しかし、民主党のストラテジストにも予期せぬことが起こった。
暴動は、民主党寄りだったメディアの本社も襲撃し、首都ワシントンDCで、建国の英雄像を引き倒すところまでエスカレートした。
近年、アメリカの教育機関の一部では、「1619年プロジェクト」と呼ばれる教育プログラムが行われていた。
これは、「アメリカは、白人がネイティブアメリカンを虐殺して建国され、黒人奴隷を使役することで発展したのだから、そもそも極悪非道の国である。建国の父たちの子孫である白人はその罪を代々負っており、ネイティブアメリカンと黒人の子孫に対して、永遠に謝罪し、損害賠償し続けなければならない」という教育である。これを学んだ白人女子学生の中には、その場で涙を流して謝罪する人もいるという。
だが、このロジック、どこかで聞いたことありませんか。
これこそ、南京「大虐殺」、「従軍慰安婦」、軍艦島「強制徴用工」などの作り話で、「永遠に謝罪と賠償」を求め続ける中国・韓国による対日プロパガンダのアメリカ版である。
現体制の非道をプロパガンダして、民衆の不満を暴動、内乱へと発展させて革命権力を握るのは、レーニン以来、共産党の常套手段である。その場合、暴力や放火に罪悪感を持たせぬよう、民衆に「長年虐げられてきた仕打ちに対する復讐である」「造反有理」という意識づけを図り、象徴となる体制側の英雄像を引き倒すことをイベント化するのも、文化大革命を始め、大衆扇動の基本戦術である。
つまり、今アメリカで起こっていることは、トランプの悪政に対して自然発生したのではなく、民主党とメディアによって作られ、そこに極左組織や工作員が入り込んだ結果であることが理解できるだろう。
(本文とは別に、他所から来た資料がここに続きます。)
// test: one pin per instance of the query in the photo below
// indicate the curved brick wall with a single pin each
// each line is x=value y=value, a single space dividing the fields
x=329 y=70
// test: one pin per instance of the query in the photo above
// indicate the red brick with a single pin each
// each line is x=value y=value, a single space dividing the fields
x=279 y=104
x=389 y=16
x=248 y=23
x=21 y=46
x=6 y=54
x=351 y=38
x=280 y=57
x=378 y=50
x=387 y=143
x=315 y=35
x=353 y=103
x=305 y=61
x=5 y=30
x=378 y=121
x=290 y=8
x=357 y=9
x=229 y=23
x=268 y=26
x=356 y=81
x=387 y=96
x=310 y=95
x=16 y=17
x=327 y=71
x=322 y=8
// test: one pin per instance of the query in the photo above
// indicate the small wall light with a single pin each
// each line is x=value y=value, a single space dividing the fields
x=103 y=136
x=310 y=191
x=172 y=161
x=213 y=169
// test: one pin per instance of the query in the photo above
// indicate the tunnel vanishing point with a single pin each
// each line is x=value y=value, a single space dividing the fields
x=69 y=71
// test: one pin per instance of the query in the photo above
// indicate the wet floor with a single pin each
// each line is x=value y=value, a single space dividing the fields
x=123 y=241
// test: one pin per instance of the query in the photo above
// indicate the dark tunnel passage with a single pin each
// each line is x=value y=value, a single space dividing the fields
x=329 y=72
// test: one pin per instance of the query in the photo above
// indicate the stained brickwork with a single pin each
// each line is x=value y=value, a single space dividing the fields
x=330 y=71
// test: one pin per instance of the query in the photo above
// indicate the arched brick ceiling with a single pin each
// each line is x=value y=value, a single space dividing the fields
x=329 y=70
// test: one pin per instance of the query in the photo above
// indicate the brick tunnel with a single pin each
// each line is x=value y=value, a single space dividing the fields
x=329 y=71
もとよりぼくは日本人であり、アメリカ大統領はアメリカ人が決めるものだ。
だが、冒頭で紹介した古い知人が操られたように、最近のメディアは、世界共通でウソを振りまく。
政権批判できる自由があるからこそフェイクニュースがあふれるのだが、その結果、中国が覇権を握ったら、全世界が、体制批判の旗を持っていただけで逮捕される香港のようになってしまう。
そんな悪夢を防ぐのは、ぼくら情報の受け手の責任だ。